According to a statement yesterday, the MSF also wants input on the circumstances in which the court can revoke deputyship or lasting power of attorney (LPA).
A deputy is a court-appointed person who makes decisions on behalf of someone who has lost mental capacity, while an LPA is a legal instrument to allow someone to act on a person's behalf if the latter loses mental capacity.
These nominated persons are also called donees.
Lastly, the MSF wants to know where the public stands on whether or not to allow the court to temporarily suspend powers of a donee or deputy before anyone lodges a formal complaint .
For example, social workers may be able to raise red flags to the courts if they suspect that a donee or deputy is not acting in their charges' best interests.

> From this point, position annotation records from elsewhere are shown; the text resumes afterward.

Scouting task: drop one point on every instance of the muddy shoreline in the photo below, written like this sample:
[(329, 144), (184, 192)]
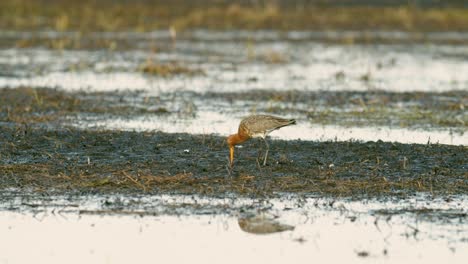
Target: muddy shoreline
[(77, 161)]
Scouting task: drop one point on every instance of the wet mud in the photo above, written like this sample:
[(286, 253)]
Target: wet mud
[(78, 161), (428, 110)]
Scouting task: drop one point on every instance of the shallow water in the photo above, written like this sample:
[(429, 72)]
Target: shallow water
[(148, 228), (243, 61), (416, 229)]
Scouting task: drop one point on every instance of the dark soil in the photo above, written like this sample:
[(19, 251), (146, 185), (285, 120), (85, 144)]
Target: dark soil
[(77, 161)]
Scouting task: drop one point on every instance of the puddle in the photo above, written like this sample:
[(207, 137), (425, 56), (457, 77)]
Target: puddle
[(225, 124), (239, 66), (145, 228)]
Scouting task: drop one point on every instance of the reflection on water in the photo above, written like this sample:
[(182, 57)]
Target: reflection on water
[(226, 124), (185, 229)]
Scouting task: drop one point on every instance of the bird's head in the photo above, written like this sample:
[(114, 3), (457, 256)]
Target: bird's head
[(231, 141)]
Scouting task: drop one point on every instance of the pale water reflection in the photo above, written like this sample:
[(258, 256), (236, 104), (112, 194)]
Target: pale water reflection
[(226, 124), (411, 230)]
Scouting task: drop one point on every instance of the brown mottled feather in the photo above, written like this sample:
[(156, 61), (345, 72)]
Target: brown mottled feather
[(261, 125)]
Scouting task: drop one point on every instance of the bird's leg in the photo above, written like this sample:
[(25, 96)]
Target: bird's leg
[(266, 152)]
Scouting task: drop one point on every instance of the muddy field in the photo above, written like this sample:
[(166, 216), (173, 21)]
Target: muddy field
[(85, 161), (114, 118)]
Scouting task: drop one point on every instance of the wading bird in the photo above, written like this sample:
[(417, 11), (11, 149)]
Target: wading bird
[(256, 126)]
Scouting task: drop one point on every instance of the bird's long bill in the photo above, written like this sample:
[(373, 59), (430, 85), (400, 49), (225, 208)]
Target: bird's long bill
[(231, 154)]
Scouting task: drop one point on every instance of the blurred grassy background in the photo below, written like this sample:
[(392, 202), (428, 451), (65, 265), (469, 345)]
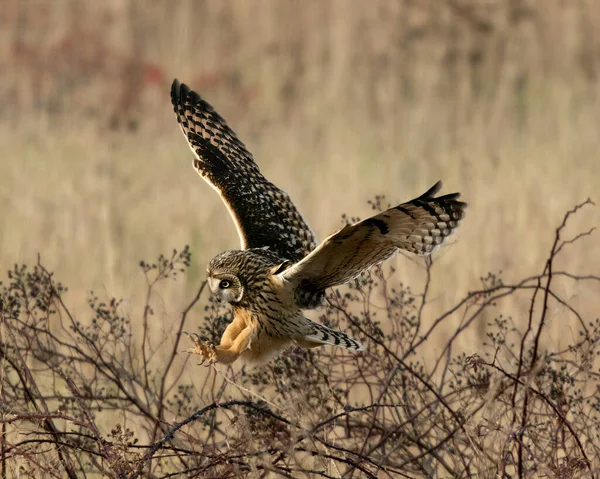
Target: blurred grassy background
[(338, 101)]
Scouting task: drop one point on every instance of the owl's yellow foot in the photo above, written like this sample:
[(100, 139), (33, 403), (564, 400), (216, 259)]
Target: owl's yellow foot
[(206, 351)]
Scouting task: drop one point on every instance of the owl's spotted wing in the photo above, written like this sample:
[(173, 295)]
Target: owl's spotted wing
[(418, 226), (263, 214)]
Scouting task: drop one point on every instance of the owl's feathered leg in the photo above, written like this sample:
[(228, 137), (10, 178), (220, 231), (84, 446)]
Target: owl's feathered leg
[(227, 352), (320, 335)]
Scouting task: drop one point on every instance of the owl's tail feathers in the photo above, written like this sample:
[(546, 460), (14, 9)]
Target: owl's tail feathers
[(320, 334)]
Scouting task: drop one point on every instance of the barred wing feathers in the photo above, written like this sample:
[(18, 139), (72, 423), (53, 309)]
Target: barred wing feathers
[(418, 226), (264, 215)]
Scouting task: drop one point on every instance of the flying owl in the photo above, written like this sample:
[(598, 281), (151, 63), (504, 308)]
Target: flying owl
[(279, 271)]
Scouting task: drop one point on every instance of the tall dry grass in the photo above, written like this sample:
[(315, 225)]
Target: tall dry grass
[(338, 102)]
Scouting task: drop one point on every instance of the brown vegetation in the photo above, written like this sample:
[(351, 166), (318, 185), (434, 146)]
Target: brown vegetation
[(512, 410), (337, 102)]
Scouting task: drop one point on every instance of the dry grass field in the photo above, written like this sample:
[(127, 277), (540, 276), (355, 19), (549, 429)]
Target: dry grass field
[(339, 102)]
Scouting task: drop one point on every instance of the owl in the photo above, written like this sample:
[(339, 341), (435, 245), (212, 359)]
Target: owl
[(279, 271)]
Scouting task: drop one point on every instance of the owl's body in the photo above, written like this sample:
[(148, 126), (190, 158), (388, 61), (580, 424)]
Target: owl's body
[(278, 273)]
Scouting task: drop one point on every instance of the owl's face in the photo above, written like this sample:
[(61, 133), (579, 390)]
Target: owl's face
[(225, 286)]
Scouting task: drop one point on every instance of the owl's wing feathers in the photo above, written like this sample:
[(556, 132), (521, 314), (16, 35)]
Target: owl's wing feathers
[(263, 214), (419, 226)]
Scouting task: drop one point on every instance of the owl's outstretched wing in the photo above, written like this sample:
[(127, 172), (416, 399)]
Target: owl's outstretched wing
[(263, 214), (419, 226)]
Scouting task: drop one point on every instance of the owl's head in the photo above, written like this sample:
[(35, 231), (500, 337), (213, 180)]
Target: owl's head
[(225, 276)]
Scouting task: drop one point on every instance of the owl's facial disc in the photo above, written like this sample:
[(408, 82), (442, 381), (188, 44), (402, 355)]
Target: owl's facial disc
[(225, 287)]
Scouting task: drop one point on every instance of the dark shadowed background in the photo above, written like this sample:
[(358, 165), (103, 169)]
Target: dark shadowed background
[(339, 101)]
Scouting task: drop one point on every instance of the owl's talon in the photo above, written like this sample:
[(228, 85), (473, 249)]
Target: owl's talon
[(206, 351)]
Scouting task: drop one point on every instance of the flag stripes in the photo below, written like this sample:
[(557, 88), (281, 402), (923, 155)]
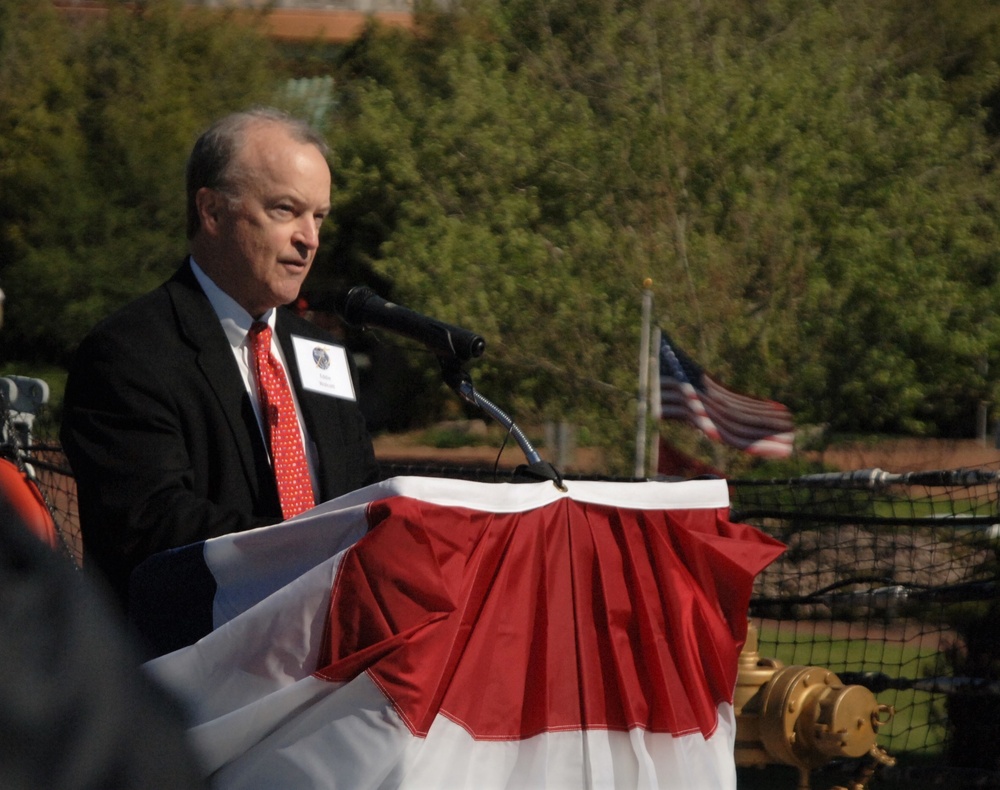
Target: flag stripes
[(755, 425)]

During the public consultation, the MSF will iron out the finer details of how the court could or should intervene when necessary.
A spokesman said: "Over the years, MSF has received useful feedback from the public... on how the Act's provisions can be refined to better serve and protect the dignity and interests of individuals who lack mental capacity."
Interested members of the public can log on to the Government's e-consultation portal Reach to give their take on the matter.